Admittedly, as a headache surgeon, peripheral nerve surgeon and plastic surgeon myself, I am biased in favor of surgical treatment having had hundreds of successful patient outcomes myself. I can honestly say that of all the procedures I perform, surgical decompression for chronic headaches has one of the highest success rates and certainly the greatest patient satisfaction rate. My sincere hope is that one day, specialties such as neurology, pain management, physiatry and others will embrace this concept more fully and that the treatment of chronic headaches will have a true multi-disciplinary approach much like that in breast cancer.

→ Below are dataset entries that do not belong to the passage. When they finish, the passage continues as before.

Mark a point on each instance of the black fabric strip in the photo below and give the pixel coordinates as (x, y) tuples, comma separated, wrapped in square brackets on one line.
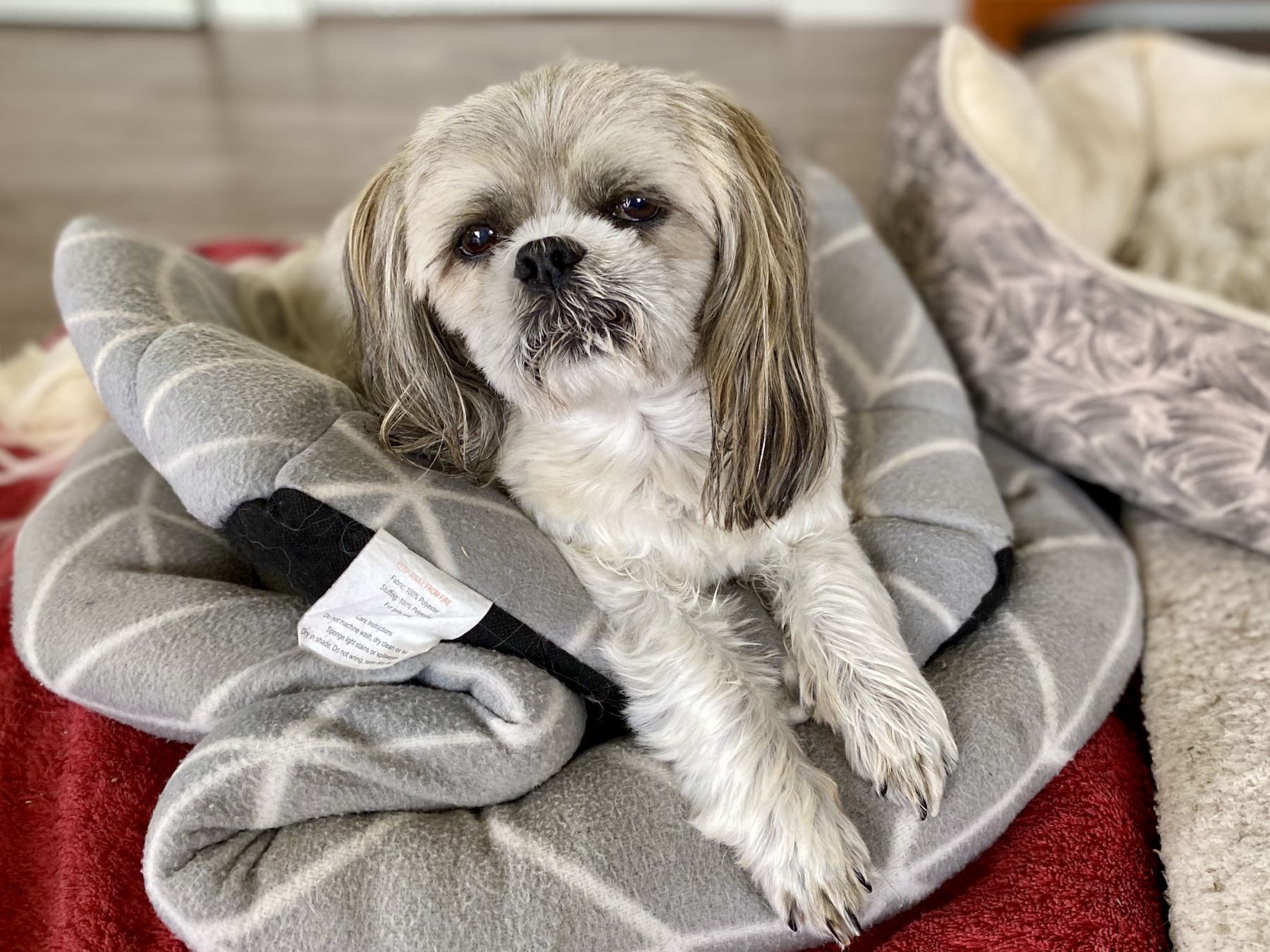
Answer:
[(303, 545), (988, 604)]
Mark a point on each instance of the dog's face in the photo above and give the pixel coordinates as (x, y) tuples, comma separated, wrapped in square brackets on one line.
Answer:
[(588, 233)]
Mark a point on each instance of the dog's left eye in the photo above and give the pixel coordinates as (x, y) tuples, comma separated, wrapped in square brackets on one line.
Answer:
[(636, 209), (476, 240)]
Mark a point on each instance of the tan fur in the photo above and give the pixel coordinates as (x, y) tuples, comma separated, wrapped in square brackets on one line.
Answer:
[(757, 339), (435, 405), (662, 417)]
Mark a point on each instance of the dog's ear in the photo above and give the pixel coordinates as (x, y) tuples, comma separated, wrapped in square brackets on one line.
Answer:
[(436, 405), (773, 427)]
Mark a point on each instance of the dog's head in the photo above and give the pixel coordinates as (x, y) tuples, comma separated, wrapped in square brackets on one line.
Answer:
[(590, 233)]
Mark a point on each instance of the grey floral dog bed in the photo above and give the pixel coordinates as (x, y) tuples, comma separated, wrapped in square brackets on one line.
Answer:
[(442, 803), (1010, 193)]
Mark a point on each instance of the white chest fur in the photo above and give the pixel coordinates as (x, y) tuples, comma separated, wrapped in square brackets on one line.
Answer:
[(622, 479)]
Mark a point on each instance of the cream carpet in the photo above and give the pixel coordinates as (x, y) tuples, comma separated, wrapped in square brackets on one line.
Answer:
[(1206, 701)]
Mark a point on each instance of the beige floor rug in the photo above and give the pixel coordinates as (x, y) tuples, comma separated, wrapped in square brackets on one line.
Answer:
[(1206, 701)]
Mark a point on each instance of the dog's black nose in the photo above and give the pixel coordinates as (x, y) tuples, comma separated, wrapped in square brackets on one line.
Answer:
[(546, 264)]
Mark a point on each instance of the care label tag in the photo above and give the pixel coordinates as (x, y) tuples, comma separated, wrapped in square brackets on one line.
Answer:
[(387, 606)]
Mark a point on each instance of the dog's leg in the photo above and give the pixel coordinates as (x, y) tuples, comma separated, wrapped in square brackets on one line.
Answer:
[(709, 704), (854, 671)]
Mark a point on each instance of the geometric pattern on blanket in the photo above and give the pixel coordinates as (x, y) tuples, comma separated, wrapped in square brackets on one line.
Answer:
[(1163, 401), (309, 819), (327, 807)]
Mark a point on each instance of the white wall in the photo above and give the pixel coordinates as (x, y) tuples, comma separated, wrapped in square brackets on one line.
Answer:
[(295, 13)]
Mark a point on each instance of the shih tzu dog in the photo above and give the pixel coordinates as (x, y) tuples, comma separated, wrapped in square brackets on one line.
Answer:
[(592, 286)]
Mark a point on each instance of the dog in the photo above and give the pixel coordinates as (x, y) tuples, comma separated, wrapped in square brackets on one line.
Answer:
[(591, 286)]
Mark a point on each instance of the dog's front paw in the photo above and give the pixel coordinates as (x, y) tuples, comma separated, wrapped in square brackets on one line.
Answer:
[(897, 736), (812, 865)]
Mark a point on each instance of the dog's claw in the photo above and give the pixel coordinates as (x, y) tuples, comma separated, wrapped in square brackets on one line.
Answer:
[(837, 934)]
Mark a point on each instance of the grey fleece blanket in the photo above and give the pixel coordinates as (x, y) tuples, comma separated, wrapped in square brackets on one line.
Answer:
[(438, 804)]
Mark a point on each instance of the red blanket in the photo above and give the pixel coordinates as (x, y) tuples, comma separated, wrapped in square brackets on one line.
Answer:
[(1076, 871)]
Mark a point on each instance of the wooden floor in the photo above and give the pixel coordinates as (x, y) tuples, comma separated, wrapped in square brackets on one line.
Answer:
[(215, 135)]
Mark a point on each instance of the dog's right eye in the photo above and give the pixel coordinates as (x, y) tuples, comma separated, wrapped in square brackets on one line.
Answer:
[(476, 240)]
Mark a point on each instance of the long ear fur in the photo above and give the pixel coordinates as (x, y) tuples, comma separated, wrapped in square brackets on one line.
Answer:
[(436, 406), (773, 425)]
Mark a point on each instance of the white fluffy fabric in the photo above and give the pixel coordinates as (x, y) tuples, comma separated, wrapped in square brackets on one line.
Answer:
[(1208, 226), (47, 409), (1206, 693), (1082, 131)]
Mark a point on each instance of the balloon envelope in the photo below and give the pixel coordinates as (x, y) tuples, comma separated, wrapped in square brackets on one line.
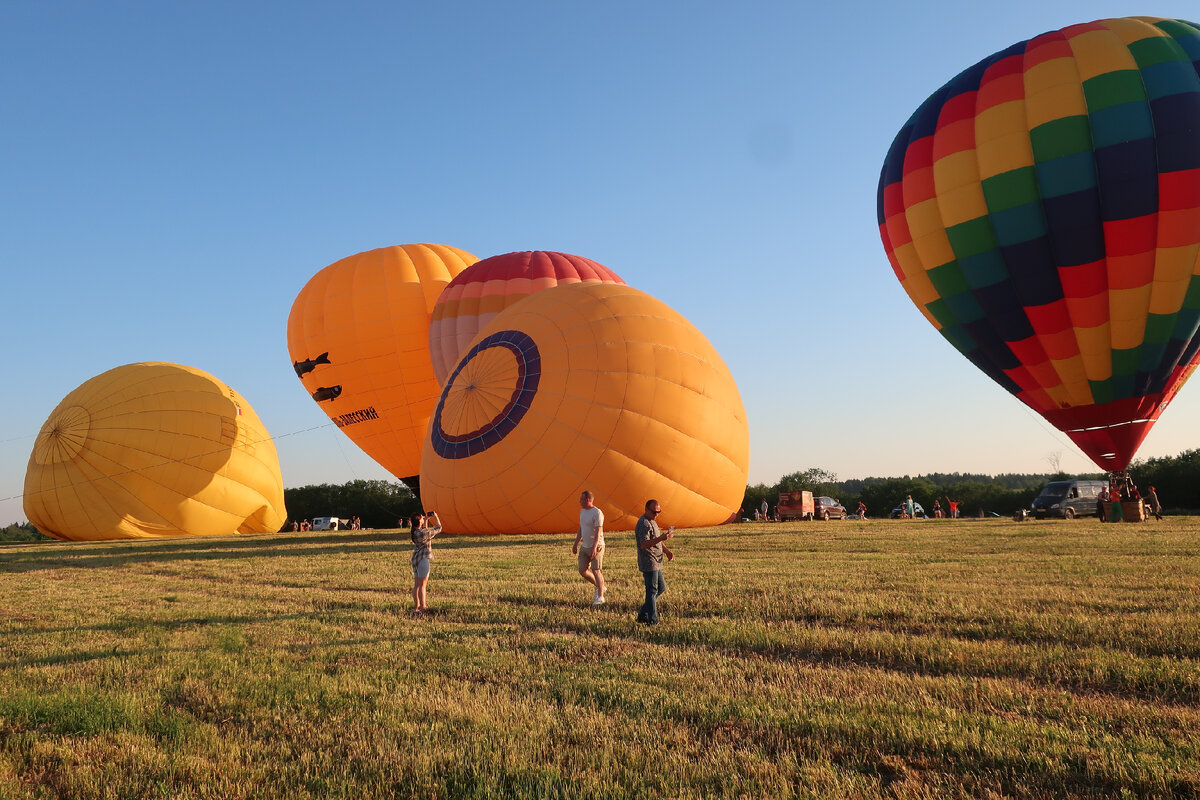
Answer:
[(359, 340), (586, 386), (1043, 211), (154, 450), (492, 284)]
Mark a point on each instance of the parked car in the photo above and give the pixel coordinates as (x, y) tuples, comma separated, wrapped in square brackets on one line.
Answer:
[(828, 509), (1068, 499), (917, 511), (795, 505)]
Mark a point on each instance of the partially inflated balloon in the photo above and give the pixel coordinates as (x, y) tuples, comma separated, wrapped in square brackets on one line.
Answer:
[(489, 287), (586, 386), (154, 450), (1043, 211), (359, 335)]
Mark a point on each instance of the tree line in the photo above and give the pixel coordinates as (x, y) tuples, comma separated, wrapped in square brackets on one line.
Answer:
[(1176, 480), (382, 504)]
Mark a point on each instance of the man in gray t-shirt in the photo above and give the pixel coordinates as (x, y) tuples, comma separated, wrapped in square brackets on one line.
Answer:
[(649, 559)]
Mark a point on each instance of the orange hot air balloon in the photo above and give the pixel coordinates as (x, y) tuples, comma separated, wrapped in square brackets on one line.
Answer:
[(151, 450), (586, 386), (359, 336), (489, 287)]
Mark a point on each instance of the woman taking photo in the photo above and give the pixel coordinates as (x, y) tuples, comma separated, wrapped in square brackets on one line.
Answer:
[(423, 552)]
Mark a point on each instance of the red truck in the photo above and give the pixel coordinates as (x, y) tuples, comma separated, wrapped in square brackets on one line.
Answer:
[(796, 505)]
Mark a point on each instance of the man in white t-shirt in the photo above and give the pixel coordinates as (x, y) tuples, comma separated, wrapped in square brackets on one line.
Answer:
[(588, 546)]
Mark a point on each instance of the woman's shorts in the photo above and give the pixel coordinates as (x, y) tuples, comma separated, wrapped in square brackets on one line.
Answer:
[(593, 564)]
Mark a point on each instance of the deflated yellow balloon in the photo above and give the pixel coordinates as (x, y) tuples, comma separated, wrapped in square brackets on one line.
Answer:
[(153, 450), (586, 386), (359, 337)]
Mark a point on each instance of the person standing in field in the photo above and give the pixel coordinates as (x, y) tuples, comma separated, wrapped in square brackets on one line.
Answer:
[(1156, 507), (954, 507), (423, 553), (651, 551), (588, 547)]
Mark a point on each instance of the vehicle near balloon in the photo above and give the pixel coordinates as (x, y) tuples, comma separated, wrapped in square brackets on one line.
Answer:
[(1042, 210), (796, 505), (1068, 499), (899, 511), (827, 509), (153, 450)]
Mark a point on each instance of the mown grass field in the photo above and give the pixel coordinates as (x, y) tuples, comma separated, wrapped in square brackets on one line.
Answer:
[(810, 660)]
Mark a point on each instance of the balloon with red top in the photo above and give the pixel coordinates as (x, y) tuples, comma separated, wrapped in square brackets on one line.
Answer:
[(490, 286)]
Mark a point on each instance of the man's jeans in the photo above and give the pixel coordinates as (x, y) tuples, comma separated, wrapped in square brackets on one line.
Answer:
[(654, 587)]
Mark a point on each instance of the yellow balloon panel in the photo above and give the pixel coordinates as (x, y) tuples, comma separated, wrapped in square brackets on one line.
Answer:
[(154, 450), (586, 386), (358, 335)]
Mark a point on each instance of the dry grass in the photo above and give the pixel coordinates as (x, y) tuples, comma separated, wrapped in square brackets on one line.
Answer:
[(809, 660)]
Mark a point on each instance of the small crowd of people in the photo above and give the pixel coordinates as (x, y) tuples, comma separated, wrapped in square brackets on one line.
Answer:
[(1122, 489), (300, 525), (588, 551)]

In many places, the standard of care in treating that disease involves multiple specialties collaborating in a tumor board, putting their respective and collective knowledge together to coordinate and optimize care and outcomes. I remain optimistic that one day we will have “headache boards” at many institutions with plastic surgeons having a seat at the table and I know in my heart that when that day comes, a true revolution in headache care will have been achieved.
Dr. Ziv M. Peled is a plastic and peripheral nerve surgeon practicing in San Francisco and specializing in peripheral nerve surgical procedures, specifically those used in the treatment of chronic headaches/migraines. He completed his plastic surgical training at Harvard Medical School and additional peripheral nerve surgical training under the tutelage of Dr. A. Lee Dellon, one of the pioneers of the field. Conflict: I am a consultant for Pacira Pharmaceuticals and Axogen. None of these consultancies has any bearing on the information I shared with you.